A Nova Competitividade: Governança como Valor
Na prática, a governança contemporânea de infraestrutura exige um modelo integrado, com responsabilidade contínua. Isso se traduz em monitoramento em tempo real, automação para o desligamento de recursos ociosos, definição clara de ownership, políticas de provisionamento, rastreabilidade de consumo e uma integração efetiva entre as áreas de negócio e tecnologia. Esse movimento requer maturidade técnica e executiva para evitar decisões simplistas, como a crença de que a repatriação de cargas de trabalho, por si só, resolverá os desafios de custo e eficiência, o que pode ser tão pouco ponderado quanto a adoção desenfreada da nuvem no passado.
O cenário atual torna essa discussão ainda mais crítica. A sobrecarga dos times de tecnologia, aliada ao avanço da inteligência artificial, eleva a demanda por performance, produtividade e escalabilidade, ao mesmo tempo em que amplia as superfícies de ataque. Modelos legados de gestão de infraestrutura, com limitada ou nenhuma capacidade de gerenciamento por API, podem restringir a habilidade das empresas de responder a demandas cada vez mais explosivas e dinâmicas, e comprometer a capacidade de resposta a incidentes, em comparação com os hyperscalers. O verdadeiro valor da nuvem, portanto, não reside em uma planilha fria de custos, mas nas capacidades disponíveis a um clique para provisionar, escalar, proteger e defender o negócio no ambiente digital.
A competitividade, antes associada à expansão tecnológica acelerada, agora requer e precifica a governança. O mercado mais maduro compreende que a sustentabilidade operacional depende da capacidade de administrar essa expansão com inteligência, pois uma infraestrutura eficiente é aquela coerente com a necessidade real do negócio.
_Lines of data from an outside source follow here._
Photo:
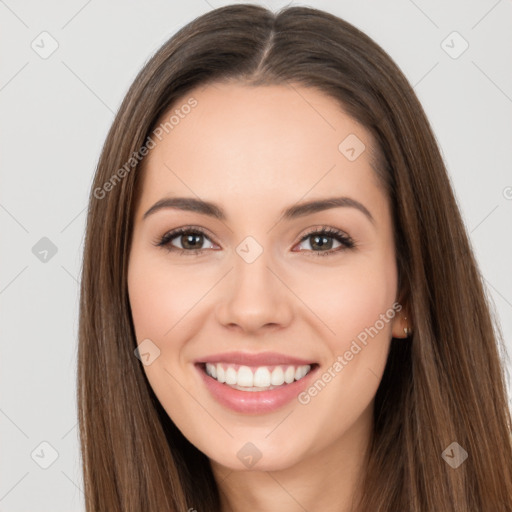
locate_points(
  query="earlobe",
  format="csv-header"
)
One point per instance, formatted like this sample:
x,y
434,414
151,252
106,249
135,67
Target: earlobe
x,y
401,327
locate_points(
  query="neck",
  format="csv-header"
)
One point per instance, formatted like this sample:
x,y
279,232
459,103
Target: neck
x,y
327,480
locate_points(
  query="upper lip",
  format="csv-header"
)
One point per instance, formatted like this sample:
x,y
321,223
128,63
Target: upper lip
x,y
250,359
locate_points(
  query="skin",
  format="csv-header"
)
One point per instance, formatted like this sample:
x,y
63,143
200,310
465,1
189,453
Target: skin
x,y
255,151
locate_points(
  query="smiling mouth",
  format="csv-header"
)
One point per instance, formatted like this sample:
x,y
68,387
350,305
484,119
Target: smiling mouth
x,y
256,378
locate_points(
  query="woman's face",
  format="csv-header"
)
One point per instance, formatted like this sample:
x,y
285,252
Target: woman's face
x,y
261,295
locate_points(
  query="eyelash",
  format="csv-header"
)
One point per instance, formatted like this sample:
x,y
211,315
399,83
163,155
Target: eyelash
x,y
346,241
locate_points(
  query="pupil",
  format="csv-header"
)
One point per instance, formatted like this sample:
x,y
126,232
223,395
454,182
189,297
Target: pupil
x,y
190,238
324,241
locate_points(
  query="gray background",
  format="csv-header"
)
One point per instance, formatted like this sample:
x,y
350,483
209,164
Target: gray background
x,y
55,113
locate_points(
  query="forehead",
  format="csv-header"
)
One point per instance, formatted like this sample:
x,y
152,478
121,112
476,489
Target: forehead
x,y
253,141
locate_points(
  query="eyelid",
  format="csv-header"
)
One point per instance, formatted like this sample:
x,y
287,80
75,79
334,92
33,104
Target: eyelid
x,y
341,236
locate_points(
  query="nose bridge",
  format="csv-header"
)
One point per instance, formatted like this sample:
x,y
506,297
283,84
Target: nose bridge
x,y
253,296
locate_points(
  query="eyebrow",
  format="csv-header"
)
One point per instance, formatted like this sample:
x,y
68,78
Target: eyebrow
x,y
200,206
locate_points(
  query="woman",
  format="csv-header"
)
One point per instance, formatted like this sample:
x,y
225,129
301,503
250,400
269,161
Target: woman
x,y
222,364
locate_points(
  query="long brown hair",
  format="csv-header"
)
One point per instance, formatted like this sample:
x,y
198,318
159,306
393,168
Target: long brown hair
x,y
445,384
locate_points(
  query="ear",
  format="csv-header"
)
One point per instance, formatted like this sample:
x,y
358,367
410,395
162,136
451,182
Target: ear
x,y
400,323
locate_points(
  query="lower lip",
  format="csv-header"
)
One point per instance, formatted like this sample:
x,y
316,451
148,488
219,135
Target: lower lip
x,y
255,402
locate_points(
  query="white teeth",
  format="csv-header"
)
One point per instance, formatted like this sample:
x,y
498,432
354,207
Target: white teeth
x,y
277,376
245,377
262,377
289,375
231,375
256,379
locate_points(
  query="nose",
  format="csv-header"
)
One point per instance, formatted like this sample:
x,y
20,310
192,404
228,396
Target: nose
x,y
255,297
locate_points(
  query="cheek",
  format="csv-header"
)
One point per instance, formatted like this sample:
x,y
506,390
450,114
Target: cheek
x,y
350,298
161,296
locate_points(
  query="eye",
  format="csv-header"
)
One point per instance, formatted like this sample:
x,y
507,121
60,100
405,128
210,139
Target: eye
x,y
190,240
321,241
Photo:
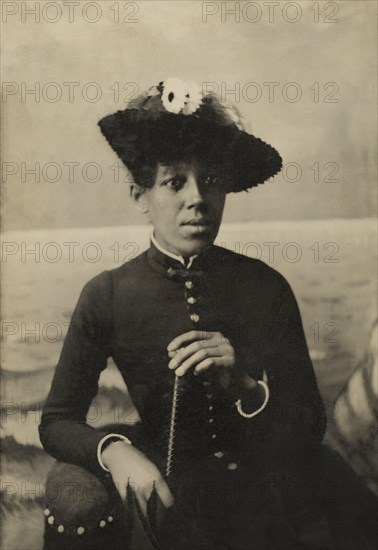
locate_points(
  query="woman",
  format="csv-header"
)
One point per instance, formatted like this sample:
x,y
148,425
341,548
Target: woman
x,y
211,346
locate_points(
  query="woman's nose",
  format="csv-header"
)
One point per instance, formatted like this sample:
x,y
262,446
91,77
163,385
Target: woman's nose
x,y
195,193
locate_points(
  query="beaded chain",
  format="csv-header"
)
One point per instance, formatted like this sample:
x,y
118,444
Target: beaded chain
x,y
172,428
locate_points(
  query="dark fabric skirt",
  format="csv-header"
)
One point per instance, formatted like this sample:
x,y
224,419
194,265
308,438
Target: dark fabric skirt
x,y
217,507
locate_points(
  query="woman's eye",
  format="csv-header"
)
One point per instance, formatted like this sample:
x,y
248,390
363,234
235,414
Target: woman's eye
x,y
175,183
210,179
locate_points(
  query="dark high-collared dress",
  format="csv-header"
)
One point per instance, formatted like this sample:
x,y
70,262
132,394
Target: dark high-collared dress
x,y
238,482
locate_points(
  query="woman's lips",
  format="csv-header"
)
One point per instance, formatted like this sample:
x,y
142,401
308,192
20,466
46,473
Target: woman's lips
x,y
198,227
198,223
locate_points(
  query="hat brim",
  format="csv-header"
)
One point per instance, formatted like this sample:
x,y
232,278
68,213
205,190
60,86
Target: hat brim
x,y
141,135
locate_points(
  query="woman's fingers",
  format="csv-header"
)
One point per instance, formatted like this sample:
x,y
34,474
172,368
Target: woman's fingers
x,y
187,337
207,354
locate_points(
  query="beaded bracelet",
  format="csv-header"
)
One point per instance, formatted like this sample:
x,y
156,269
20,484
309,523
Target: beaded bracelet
x,y
100,446
251,415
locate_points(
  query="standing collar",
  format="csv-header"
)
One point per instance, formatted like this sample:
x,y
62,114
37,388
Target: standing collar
x,y
180,259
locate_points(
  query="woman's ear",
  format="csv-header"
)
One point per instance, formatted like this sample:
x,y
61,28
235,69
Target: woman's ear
x,y
138,197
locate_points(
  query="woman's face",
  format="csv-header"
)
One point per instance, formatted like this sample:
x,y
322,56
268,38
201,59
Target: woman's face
x,y
185,206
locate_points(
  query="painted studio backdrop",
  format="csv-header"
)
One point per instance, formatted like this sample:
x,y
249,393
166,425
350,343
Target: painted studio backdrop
x,y
302,76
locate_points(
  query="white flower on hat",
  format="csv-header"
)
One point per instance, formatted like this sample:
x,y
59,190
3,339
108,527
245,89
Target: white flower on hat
x,y
181,97
193,98
174,95
153,91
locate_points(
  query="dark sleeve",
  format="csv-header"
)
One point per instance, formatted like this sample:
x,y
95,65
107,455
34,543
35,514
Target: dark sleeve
x,y
296,403
63,429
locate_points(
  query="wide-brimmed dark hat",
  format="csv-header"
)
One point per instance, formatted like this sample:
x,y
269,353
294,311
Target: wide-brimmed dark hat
x,y
175,120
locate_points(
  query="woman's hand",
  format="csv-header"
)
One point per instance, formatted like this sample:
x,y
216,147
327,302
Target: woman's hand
x,y
200,350
126,463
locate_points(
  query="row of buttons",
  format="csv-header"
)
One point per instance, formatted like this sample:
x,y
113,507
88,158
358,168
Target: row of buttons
x,y
195,318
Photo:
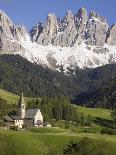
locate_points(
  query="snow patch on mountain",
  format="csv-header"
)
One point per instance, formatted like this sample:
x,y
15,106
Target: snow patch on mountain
x,y
83,56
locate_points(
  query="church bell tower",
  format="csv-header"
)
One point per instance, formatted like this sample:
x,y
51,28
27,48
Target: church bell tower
x,y
22,106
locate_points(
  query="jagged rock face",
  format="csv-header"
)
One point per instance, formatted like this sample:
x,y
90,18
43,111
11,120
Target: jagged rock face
x,y
111,37
81,21
10,35
66,37
72,29
47,34
96,30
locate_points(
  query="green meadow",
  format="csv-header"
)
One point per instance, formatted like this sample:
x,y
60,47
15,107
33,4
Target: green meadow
x,y
49,143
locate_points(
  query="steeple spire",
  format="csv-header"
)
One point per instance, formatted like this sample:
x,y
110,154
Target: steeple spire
x,y
22,103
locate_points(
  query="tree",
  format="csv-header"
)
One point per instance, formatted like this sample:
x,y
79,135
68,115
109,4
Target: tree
x,y
86,146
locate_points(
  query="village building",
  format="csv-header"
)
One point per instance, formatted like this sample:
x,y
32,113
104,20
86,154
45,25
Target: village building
x,y
28,117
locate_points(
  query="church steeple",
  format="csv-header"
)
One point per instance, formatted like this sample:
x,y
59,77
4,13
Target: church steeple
x,y
22,104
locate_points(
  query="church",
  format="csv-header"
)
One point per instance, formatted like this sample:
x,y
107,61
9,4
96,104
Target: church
x,y
28,117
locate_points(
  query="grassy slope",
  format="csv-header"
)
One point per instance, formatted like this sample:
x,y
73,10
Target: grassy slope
x,y
23,143
97,112
12,98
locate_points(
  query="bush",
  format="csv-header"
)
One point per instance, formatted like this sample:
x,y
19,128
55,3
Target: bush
x,y
108,131
86,146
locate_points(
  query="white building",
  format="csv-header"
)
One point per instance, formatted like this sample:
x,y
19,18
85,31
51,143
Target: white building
x,y
28,117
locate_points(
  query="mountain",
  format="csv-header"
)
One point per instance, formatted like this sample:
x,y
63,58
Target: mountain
x,y
80,40
16,73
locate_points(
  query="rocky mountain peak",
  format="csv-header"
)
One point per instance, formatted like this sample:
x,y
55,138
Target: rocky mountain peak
x,y
75,40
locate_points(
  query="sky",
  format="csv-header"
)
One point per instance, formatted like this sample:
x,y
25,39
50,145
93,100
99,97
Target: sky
x,y
29,12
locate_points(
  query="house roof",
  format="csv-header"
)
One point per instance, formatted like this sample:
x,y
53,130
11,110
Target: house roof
x,y
8,118
39,122
16,117
30,113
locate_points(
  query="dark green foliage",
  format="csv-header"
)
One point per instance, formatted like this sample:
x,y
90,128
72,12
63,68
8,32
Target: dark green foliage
x,y
89,87
86,146
104,96
18,74
108,131
58,108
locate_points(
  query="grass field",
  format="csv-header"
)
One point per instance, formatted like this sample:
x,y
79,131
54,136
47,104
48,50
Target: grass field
x,y
96,112
51,143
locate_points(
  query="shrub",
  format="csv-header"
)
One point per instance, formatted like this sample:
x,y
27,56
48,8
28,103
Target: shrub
x,y
108,131
86,146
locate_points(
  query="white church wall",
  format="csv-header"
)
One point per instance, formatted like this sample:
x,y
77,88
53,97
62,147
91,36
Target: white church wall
x,y
38,116
19,123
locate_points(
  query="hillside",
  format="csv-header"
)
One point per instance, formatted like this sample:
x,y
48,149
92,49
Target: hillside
x,y
97,112
12,143
12,98
104,96
18,74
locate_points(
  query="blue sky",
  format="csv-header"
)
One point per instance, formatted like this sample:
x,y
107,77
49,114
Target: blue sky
x,y
29,12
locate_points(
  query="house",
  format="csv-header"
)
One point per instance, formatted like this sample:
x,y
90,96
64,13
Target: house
x,y
28,117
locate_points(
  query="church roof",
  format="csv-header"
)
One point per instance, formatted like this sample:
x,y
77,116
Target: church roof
x,y
8,118
30,113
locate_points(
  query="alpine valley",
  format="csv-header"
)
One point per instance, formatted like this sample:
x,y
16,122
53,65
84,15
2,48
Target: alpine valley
x,y
73,56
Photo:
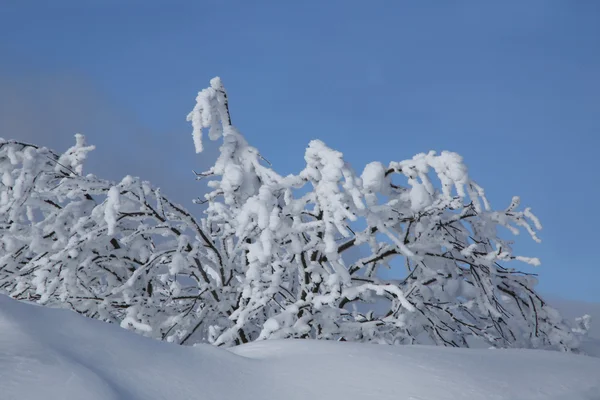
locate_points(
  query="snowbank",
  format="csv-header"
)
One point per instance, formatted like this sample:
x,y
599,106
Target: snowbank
x,y
56,354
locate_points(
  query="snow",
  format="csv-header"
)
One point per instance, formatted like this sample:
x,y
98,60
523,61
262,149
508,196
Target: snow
x,y
56,354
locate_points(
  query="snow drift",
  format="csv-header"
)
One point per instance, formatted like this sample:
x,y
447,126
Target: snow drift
x,y
57,354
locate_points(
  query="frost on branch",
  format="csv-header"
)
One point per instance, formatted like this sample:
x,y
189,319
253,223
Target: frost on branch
x,y
268,259
287,236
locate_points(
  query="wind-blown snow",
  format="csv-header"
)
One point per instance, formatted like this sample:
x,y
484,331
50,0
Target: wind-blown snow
x,y
57,354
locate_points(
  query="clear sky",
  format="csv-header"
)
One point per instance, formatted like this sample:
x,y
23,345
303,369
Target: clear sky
x,y
513,86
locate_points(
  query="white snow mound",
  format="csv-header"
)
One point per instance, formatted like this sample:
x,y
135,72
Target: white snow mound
x,y
57,354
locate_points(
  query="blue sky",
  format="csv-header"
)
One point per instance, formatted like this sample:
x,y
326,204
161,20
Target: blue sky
x,y
512,86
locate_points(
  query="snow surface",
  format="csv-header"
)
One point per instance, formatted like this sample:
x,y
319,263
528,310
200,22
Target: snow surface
x,y
57,354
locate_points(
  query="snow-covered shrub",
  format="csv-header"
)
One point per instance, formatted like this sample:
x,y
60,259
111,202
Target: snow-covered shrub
x,y
267,259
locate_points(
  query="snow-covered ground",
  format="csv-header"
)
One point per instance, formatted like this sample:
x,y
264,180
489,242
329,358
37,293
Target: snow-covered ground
x,y
56,354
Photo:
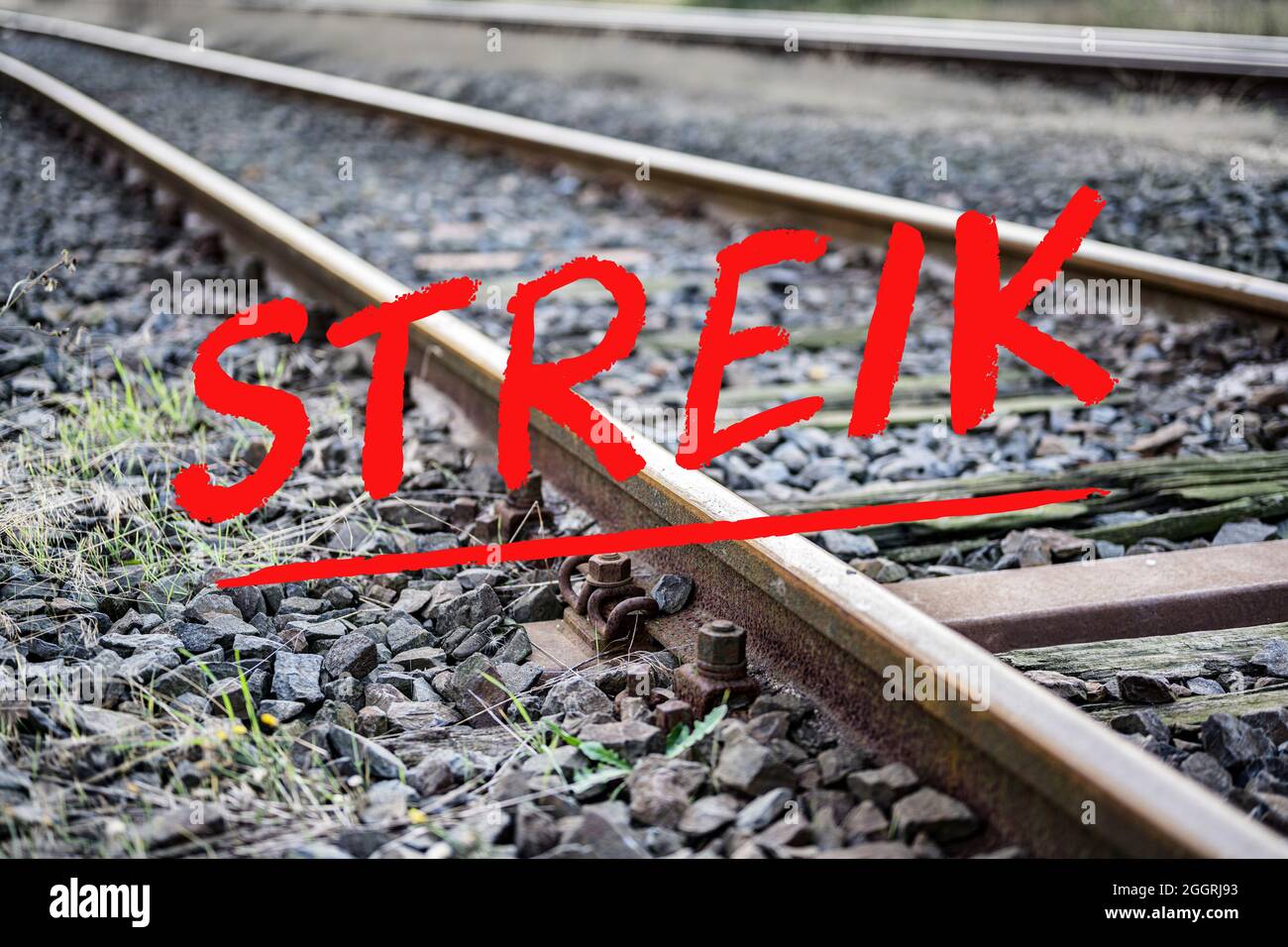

No fim das contas, o novo desperdício corporativo está disfarçado em dashboards ignorados, ambientes esquecidos, recursos sem dono e operações digitais que cresceram sem governança proporcional. Por ser silencioso, distribuído e tecnicamente complexo, esse desperdício se tornou ainda mais perigoso para empresas que dependem de escala, previsibilidade e eficiência para sustentar seu crescimento. A reflexão crucial para as organizações de hoje não é apenas quanto investem em tecnologia, mas quanto desse investimento realmente gera valor operacional.